Indictments against FIFA spark War on Soccer – Chicago Tribune

After decades of appeasement and countless futile attempts to reach an understanding, America finally lashed out at its greatest enemy: soccer.

The U.S. Department of Justice unsealed a 47-count indictment Wednesday morning charging 14 international soccer figures — including some members of FIFA, the sport’s governing body — with “racketeering, wire fraud and money laundering conspiracies, among other offenses, in connection with the defendants’ participation in a 24-year scheme to enrich themselves.”

For those of you keeping score, that’s America 47, Soccer 0. It sounds refreshingly like a real American score, perhaps the result of a football game — American football, that is — in which a mighty team mercilessly and American-ishly squashes its opponent.

It sounds like revenge for all those miserable 0-0 ties parents have had to sit through on Saturday afternoons while wondering where they went wrong in raising a child who — gulp — likes soccer.

While it is the world’s most popular sport, soccer has always trailed others sports in America, usually ranking below football, baseball, basketball, hockey and even auto racing. (That’s right. Most Americans would rather watch cars drive around in circles than watch soccer.)

In a Harris Poll released earlier this year that asked people to identify their favorite sport, soccer was tied at 6 percent with basketball and hockey, but that was an aberration brought on by Americans feeling pressured to pretend they cared about the 2014 World Cup. In other years, soccer has held firm at around 2 percent, tied with swimming, track and field, and “not sure.”

In the garden of U.S. sports, soccer has long been an invasive weed, one that looks enough like a plant that you can’t decide whether to pull it or just leave it alone. With Wednesday’s indictments, it appears America reached into the garage for the weed whacker.

This approach fits with the American mantra: If you can’t beat ’em (and in soccer we most certainly can’t), indict ’em.

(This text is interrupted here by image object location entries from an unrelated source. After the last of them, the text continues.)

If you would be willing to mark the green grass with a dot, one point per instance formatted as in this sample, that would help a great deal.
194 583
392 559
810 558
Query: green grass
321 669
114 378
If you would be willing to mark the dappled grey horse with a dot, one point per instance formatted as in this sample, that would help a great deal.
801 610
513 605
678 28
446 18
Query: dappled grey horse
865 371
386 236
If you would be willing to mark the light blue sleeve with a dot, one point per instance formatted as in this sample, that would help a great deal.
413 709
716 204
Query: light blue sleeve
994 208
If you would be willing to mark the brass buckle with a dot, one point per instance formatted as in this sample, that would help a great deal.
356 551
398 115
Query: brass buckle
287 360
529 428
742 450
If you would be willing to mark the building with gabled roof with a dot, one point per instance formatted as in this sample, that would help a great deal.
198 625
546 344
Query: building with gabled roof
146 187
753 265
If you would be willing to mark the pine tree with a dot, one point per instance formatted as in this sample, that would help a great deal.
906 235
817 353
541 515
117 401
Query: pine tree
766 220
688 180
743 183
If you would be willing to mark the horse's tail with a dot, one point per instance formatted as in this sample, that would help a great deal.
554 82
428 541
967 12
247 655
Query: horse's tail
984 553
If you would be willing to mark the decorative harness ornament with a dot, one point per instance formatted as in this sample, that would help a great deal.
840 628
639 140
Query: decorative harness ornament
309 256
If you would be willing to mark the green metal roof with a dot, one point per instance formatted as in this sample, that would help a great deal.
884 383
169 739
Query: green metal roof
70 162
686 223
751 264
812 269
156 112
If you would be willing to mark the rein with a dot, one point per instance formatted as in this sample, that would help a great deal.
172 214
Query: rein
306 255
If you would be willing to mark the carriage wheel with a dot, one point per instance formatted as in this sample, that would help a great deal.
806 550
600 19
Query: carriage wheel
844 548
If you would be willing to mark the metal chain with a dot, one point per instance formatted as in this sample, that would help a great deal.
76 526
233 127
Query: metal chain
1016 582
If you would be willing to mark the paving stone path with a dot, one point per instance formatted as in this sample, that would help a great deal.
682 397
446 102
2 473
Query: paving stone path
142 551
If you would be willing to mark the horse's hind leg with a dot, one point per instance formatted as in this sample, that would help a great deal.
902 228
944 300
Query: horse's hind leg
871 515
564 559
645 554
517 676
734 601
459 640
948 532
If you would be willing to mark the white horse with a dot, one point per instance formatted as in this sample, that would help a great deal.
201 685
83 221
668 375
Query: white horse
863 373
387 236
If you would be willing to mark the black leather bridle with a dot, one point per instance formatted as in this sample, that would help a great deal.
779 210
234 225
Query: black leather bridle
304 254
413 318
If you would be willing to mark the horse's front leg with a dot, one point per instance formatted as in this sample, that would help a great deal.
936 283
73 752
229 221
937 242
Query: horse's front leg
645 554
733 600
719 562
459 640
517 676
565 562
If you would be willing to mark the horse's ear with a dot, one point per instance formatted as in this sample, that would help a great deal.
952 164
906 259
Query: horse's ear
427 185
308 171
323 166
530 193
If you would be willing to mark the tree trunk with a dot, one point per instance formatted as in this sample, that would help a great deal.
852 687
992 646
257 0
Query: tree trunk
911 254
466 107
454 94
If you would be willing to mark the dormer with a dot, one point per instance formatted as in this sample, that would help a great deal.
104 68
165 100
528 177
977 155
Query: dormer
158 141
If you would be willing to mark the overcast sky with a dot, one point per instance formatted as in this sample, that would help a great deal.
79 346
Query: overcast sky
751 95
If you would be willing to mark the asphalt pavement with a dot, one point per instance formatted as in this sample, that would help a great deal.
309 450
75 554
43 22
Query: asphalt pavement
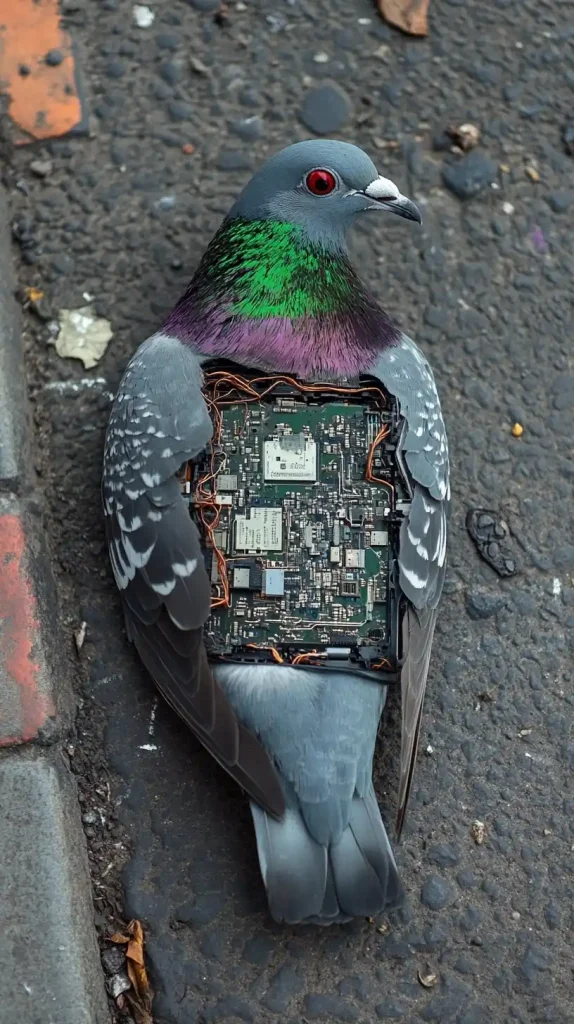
179 112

A statement released by the Justice Department quotes Attorney General Loretta Lynch saying: “The indictment alleges corruption that is rampant, systemic, and deep-rooted both abroad and here in the United States. It spans at least two generations of soccer officials who, as alleged, have abused their positions of trust to acquire millions of dollars in bribes and kickbacks. And it has profoundly harmed a multitude of victims, from the youth leagues and developing countries that should benefit from the revenue generated by the commercial rights these organizations hold, to the fans at home and throughout the world whose support for the game makes those rights valuable.”

The United States appears to have also enlisted the help of normally neutral Switzerland in this War on Soccer. Hours after arrests began in the U.S. case, Swiss prosecutors announced they are investigating possible corruption behind FIFA’s decision to award the 2018 and 2022 World Cups to Russia and Qatar, respectively.

Clearly the goal here is to rid the world of soccer and replace it with more uniquely American sports like football, beer pong or shooting guns at things.

As Kelly Currie, acting U.S. attorney of the Eastern District of New York, said in the Justice Department’s statement: “Today’s announcement should send a message that enough is enough.”

Indeed. Enough of this sport that has for so long flummoxed Americans and made them feel inferior to people who have intriguing accents and use terms like “toe punch” and “pitch” and “sweeper.”

Enough of letting foreigners tell us we can’t use our hands or violently tackle defenseless people.

FIFA will likely recognize the only way to get out from under these indictments and make peace with the Ameri-Swiss Soccer Evisceration Task Force is to alter the game so it appeals to an American audience. These are the primary requirements:

1) Stop calling it football. We don’t care if you came up with that word first, it describes our favorite game and you need to knock it off.

2) Rebrand the sport as “Diesel-Powered Gun Ball, sponsored by Bud Light.” Players will take the field — don’t you dare call it a pitch! — riding two-wheeled, Segway-like vehicles that awesomely belch black exhaust. Each player will be armed with an automatic weapon. The object is to charge the opposing team’s goal and shoot a midsized mammal that is trapped in the net. Whoever shoots the most midsized mammals wins. Ties are strictly forbidden.

3) Continue the tradition of rioting and general hooliganism, as those behaviors fit fine with American sports culture.

4) Never mention that America got help from Switzerland. That could damage our street cred.

It’s good to see the United States finally defeating the sport that routinely bored us into watching golf, a sport whose name we shall never speak again.

It’s also nice to know that no country will ever beat us at Diesel-Powered Gun Ball, sponsored by Bud Light. That’s a nuanced game only an American can master.